Ces appels au milieu communautaire et à la charité pour justifier le détournement du droit à l’aide sociale semblent répondre à deux credo. D’une part, afin de conserver les marchés et les emplois, dans un contexte où la pression internationale est importante, il faut revoir à la baisse les conditions salariales et les protections sociales liées au travail. D’autre part, l’éloge de la privatisation des services publics résonne avec de plus en plus d’intensité. La communautarisation des services et la philanthropie deviennent ainsi des ressources pour répondre aux besoins des citoyennes et citoyens qui ne peuvent pas payer les frais des services publics privatisés. Or, il semblerait que la collaboration de partenaires philanthropiques et communautaires serve davantage à développer un autre type de PPP, le Projet de Partenariat pour le contrôle des Pauvres.

Notes

1 : Ceci est clairement identifié dans le Rapport Boucher (1963).

2 : Les membres : J. Émile Boucher, (président), Marcel Bélanger, Claude Morin.

3: En 1966, le gouvernement du Canada a adopté le Régime d’assistance publique du Canada (RAPC) par lequel, entre autres, il s’engageait, à la hauteur de 50%, à rembourser les dépenses encourues par les provinces par la mise en place de régimes généraux d’assistance publique. En retour, les provinces s’engageaient à utiliser les montants transférés comme aide directe sans autre condition.

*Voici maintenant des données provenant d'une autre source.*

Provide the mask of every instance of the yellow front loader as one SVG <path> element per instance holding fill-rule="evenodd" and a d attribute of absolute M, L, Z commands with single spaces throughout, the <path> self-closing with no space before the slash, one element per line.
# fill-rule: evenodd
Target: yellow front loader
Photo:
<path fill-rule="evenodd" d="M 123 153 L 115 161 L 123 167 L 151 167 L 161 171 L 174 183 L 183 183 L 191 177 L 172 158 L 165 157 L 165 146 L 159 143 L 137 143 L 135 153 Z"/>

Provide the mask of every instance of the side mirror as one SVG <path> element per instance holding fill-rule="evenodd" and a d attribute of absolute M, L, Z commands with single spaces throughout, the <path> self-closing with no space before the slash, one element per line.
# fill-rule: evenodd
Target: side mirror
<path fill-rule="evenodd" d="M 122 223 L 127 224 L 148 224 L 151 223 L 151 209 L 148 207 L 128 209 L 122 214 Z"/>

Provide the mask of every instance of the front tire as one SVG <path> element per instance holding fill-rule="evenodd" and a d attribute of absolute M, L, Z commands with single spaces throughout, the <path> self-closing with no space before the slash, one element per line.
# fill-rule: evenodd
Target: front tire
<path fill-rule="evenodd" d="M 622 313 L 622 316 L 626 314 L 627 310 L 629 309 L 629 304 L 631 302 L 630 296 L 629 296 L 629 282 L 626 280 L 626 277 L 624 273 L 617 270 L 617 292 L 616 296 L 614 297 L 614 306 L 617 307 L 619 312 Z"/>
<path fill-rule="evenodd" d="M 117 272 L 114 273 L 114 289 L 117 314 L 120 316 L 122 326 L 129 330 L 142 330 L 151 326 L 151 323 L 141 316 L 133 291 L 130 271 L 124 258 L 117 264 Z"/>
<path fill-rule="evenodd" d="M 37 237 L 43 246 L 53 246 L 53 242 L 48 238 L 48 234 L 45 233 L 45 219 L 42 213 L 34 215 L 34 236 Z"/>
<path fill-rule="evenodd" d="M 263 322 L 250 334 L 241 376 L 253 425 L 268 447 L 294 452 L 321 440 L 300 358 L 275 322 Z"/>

4 : Le barème mensuel de base est diminué de 100$ pour tout adulte sans contraintes sévères qui vit avec un parent (père et/ou mère) dont la source de revenu ne se limite pas à la sécurité de la vieillesse (prestation de base et le plein supplément) ou que ce parent n’a pas de certificat médical qui précise l’incapacité de vivre seul.

5 : Le phénomène Tanguy fait référence au film Tanguy d’Étienne Chatiliez.

6 : Discours du 17 octobre ; le Forum du millénaire, le 9 novembre à Montréal ; diverses publicités parues dans les journaux dont la Journée nationale de la philanthropie ; formation d’un Comité sur le don à l’intérieur du Secrétariat à l’action communautaire autonome et initiative sociale (SACAIS).

7 : Voir à ce sujet le site www.fondationchagnon.org et les communiqués de presse conjoints entre la Fondation et divers ministères.

Références

Boucher, J.-E. (1963). Rapport du Comité d’étude sur l’assistance publique, Québec, L’Éditeur officiel du Québec.

Front commun des personnes assistées sociales du Québec (2004). Le projet de loi 57 : un détournement de la Loi visant à lutter contre la pauvreté et l’exclusion sociale, Mémoire déposé à la Commission des affaires sociales  chargée d’examiner le projet de loi 57 « Loi d’aide aux personnes et aux familles »,  Montréal.

Gouvernement du Québec (1984). Un projet d’éducation permanente, Énoncé d’orientation et Plan d’action en éducation des adultes, Québec.

Gouvernement du Québec (2006). Plan d’action gouvernemental en matière de lutte contre la pauvreté et l’exclusion sociale 2004-2009, Bilan de la deuxième année, octobre 2006.

Marois, P. (1984). Journal des débats – 15 mars 1984, Assemblée nationale,  Québec.

Normand, B. (1997). L’obligation de travailler, l’aptitude au travail et l’employabilité : trois normes au coeur du retournement de l’aide sociale au Québec au cours des années quatre-vingt, Mémoire de maîtrise présenté au département des sciences juridiques de l’Université du Québec à Montréal, Montréal.